Mas há ainda uma subdivisão no reino dos temperos, que deve ser explicada: os temperos vitais e as salsinhas. Tomem por “salsinha” a classificação de mestre Veríssimo, de que isto seria todo e qualquer componente presente na comida com efeito puramente ilustrativo: desde a literal salsinha presente em alguns pratos frios, até aquele brotinho de canela coroando os doces de festa.
Até mesmo as salsinhas têm sua utilidade: apesar de não serem temperos consideravelmente marcantes, são uma espécie de “merchandising” para os alimentos nos quais se encontram. Uma função não menos nobre que invejável, já que são elas que irão garantir uma boa propaganda do produto que vendem. Contudo, não é este o grupo que mais me agrada, e tampouco terá ele aqui futuras dissertações.
Os temperos vitais, como o próprio nome nos faz o favor de dizer, são de extrema importância: dão um toque extra ao sabor, uma coloração mais viva e divertida, às vezes… Enfim, enriquecem a própria alma do alimento. E, como o próprio Messias nos diz através das Santas Escrituras, nós devemos ser o sal da terra. Obviamente, ignoro qualquer sentido literalmente agrário que a citação possa ter.
Saindo do campo metafórico e passando ao ideal platônico (resumindo, trocando em miúdos tudo isso aí): nosso papel, querido leitor, não é somente ficarmos guardados num frasquinho de vidro temperando as saladas e porções de comida servidas vez ou outra. Se pudesse, faria uma adição às palavras de Jesus, mesmo que o termo por ele usado fosse simples o bastante para ser entendido à sua própria época: sejamos o sal, a pimenta-do-reino, a mostarda (a boa e velha mostarda, amiga de outras parábolas), a noz-moscada, enfim, sejamos o tempero da terra.
Devemos nos valer de nossas propriedades “temperísticas” e dar um pouco mais de sabor a este mundo cinza e sem graça no qual vivemos.
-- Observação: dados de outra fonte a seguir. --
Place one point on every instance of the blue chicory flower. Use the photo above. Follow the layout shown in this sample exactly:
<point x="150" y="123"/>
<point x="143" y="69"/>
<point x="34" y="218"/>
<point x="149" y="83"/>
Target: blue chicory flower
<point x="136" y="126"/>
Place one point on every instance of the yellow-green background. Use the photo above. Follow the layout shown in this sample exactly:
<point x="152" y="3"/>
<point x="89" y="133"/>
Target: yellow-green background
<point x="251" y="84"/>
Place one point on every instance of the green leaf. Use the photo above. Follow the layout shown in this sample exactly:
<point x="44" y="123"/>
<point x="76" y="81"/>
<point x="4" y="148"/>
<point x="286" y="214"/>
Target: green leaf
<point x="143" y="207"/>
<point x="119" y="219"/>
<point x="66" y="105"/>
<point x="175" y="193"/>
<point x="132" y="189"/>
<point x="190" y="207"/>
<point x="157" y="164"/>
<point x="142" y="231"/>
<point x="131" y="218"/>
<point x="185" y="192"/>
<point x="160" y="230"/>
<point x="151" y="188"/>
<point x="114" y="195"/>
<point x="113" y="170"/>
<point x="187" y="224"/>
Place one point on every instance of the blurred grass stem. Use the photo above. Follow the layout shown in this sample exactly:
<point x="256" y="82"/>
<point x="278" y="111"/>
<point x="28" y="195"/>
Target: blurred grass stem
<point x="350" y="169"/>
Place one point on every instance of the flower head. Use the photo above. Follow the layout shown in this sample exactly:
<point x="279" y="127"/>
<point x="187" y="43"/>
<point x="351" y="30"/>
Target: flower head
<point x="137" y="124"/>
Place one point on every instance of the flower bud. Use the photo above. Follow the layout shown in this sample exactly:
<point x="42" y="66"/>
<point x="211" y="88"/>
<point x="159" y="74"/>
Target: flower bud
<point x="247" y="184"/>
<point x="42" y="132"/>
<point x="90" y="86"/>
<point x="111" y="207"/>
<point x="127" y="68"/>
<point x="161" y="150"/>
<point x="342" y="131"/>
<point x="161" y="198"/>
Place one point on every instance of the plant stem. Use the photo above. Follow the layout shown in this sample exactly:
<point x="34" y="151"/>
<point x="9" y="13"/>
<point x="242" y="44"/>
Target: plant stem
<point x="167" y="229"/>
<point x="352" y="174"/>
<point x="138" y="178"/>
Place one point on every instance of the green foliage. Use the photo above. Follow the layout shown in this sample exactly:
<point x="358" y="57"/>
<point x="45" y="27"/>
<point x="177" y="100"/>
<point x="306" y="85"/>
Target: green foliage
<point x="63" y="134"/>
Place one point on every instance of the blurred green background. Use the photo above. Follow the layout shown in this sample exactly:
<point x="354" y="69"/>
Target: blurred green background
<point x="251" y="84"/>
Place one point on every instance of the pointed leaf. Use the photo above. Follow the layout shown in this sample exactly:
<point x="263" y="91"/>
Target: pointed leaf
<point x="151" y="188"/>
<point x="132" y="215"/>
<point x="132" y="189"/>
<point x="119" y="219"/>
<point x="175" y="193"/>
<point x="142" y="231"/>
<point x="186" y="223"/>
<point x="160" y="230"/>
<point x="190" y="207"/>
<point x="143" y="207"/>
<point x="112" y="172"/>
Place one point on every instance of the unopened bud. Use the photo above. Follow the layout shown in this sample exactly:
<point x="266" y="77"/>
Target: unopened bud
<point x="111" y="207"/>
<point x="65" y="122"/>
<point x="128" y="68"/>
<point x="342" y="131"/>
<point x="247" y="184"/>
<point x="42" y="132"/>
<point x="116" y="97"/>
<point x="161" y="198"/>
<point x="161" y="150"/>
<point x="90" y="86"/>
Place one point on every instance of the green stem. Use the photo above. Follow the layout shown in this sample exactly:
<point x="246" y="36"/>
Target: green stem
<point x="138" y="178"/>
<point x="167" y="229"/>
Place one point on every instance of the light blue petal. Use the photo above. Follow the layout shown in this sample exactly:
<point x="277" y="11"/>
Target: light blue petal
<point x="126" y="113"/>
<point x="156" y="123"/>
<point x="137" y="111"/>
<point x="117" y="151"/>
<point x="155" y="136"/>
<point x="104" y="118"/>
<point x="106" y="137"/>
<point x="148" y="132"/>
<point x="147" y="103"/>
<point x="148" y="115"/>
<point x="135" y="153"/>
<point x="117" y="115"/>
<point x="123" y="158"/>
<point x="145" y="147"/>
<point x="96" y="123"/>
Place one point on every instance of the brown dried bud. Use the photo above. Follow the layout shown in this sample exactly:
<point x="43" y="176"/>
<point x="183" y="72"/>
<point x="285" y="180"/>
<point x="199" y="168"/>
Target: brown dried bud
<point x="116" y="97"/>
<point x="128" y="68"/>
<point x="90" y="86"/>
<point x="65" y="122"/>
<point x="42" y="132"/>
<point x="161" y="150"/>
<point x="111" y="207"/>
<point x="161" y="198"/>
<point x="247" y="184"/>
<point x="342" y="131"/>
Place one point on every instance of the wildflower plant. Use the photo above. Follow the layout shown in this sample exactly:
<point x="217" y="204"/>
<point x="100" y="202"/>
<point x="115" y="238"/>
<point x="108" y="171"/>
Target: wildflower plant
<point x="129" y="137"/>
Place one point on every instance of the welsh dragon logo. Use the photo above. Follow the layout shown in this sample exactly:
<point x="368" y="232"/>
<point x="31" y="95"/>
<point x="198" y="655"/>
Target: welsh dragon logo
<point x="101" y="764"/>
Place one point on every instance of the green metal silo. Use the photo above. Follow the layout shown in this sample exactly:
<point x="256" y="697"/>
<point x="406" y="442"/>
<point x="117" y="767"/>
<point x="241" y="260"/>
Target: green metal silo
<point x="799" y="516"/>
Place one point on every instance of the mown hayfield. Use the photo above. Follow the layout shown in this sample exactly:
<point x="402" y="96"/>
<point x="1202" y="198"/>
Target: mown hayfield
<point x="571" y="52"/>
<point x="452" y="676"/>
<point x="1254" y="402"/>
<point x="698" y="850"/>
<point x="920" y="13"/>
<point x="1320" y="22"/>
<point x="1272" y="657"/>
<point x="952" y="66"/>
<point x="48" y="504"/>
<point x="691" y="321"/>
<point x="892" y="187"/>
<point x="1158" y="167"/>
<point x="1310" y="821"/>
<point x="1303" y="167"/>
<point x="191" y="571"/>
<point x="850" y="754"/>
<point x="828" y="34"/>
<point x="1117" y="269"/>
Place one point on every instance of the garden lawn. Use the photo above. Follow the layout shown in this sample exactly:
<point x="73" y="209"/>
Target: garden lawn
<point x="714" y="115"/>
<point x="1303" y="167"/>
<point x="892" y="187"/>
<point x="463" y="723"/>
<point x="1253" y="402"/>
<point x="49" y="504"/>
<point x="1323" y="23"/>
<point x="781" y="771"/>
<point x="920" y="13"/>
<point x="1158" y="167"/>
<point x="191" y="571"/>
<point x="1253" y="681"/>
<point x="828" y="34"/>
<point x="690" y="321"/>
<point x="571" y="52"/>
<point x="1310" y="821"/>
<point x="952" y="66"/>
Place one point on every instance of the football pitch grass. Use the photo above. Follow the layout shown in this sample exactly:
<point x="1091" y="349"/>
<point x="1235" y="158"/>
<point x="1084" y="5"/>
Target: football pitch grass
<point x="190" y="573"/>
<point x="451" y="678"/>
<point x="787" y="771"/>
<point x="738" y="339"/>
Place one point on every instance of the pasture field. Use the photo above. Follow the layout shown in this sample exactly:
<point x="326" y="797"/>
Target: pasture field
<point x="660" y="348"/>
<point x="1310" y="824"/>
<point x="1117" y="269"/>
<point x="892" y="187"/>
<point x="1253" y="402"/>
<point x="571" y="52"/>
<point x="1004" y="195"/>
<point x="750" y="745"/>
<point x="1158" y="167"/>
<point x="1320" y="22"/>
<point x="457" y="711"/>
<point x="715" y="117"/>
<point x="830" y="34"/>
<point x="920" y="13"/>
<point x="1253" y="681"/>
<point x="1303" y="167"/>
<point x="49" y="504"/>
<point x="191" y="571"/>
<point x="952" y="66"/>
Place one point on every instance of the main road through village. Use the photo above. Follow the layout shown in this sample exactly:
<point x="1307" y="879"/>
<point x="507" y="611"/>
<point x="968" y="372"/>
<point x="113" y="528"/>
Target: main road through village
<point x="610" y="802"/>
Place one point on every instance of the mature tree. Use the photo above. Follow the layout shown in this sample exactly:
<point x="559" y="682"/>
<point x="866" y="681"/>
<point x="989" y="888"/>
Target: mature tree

Outra grande lição que podemos ministrar: paciência. Afinal, quem já ouviu falar de um grande cozinheiro que temperasse seus pratos visando algum recorde bizarro no Guiness? O bom tempero leva tempo e concentração para fazer efeito, leitor: por isso mesmo é que você, pequena páprica, deve ter paciência. Os frutos de seu labor só serão percebidos durante o processo de degustação. Mas tome cuidado: a nossa missão pode acabar sendo uma verdadeira espada de dois gumes.
Não é à toa que inventaram o adjetivo “temperança” (e naturalmente, com ele seu análogo, “intemperança”): equilibrar, colocar sobre limites. Afinal, em ausência, nosso trabalho é praticamente inútil (os hipertensos que o digam). Mas em excesso… Bom, basta imaginar o que seria aquela feijoada feita por uma cozinheira que pesou a mão na hora de salgar os componentes porcinos, ou então aquela avó ditosa que, por puro descuido, usa um pouco mais de pimenta do que o necessário em suas criações culinárias. Nós devemos ser temperados, se quisermos também temperar. Pode parecer fácil, mas tente ser “somente o necessário” num mundo materialista e tresloucadamente individualista como o nosso, e você vai ver que as coisas não são tão doces como você queria…
Falta-me espaço e sobram-me idéias, por isso hei de dar cabo desta pequena cria de meus miolos sem mais delongas: sejam o tempero da terra, meus amigos. Sejam moderados e equilibrados, mas tenham certeza de que essa humilde participação em nossa sociedade realmente faça a diferença. Dêem mais cor, dêem mais sabor, dêem um cheiro melhor nas pessoas cruas e sem tempero deste mundo (esta é também uma deixa para as pessoas-panelas, das quais falei anteriormente). Lembrem-se de que, por mais que seus esforços possam parecer inúteis a vocês próprios, sua utilidade não é para vocês mesmos, mas sim para os outros. E de que, se tudo o mais parecer inútil, nós estamos sendo usados por um grande, sábio e todo-poderoso cozinheiro, que sabe muito bem o que faz (afinal, não se pode ensinar um chef de renome como fazer uma omelete).
Confiem nestas mãos ditosas e experientes que nos usam, leitor, e tenha fé em sua própria capacidade: afinal, os temperos não são somente para enfeitar a mesa das saladas. Sejamos temperados e temperamo-nos uns aos outros, para que nosso eterno junta-panelas de domingo (que é a vida em sociedade) seja mais do que uma gororoba qualquer. Sejamos diferentes, e façamos a diferença. Pápricas de todo mundo, uni-vos!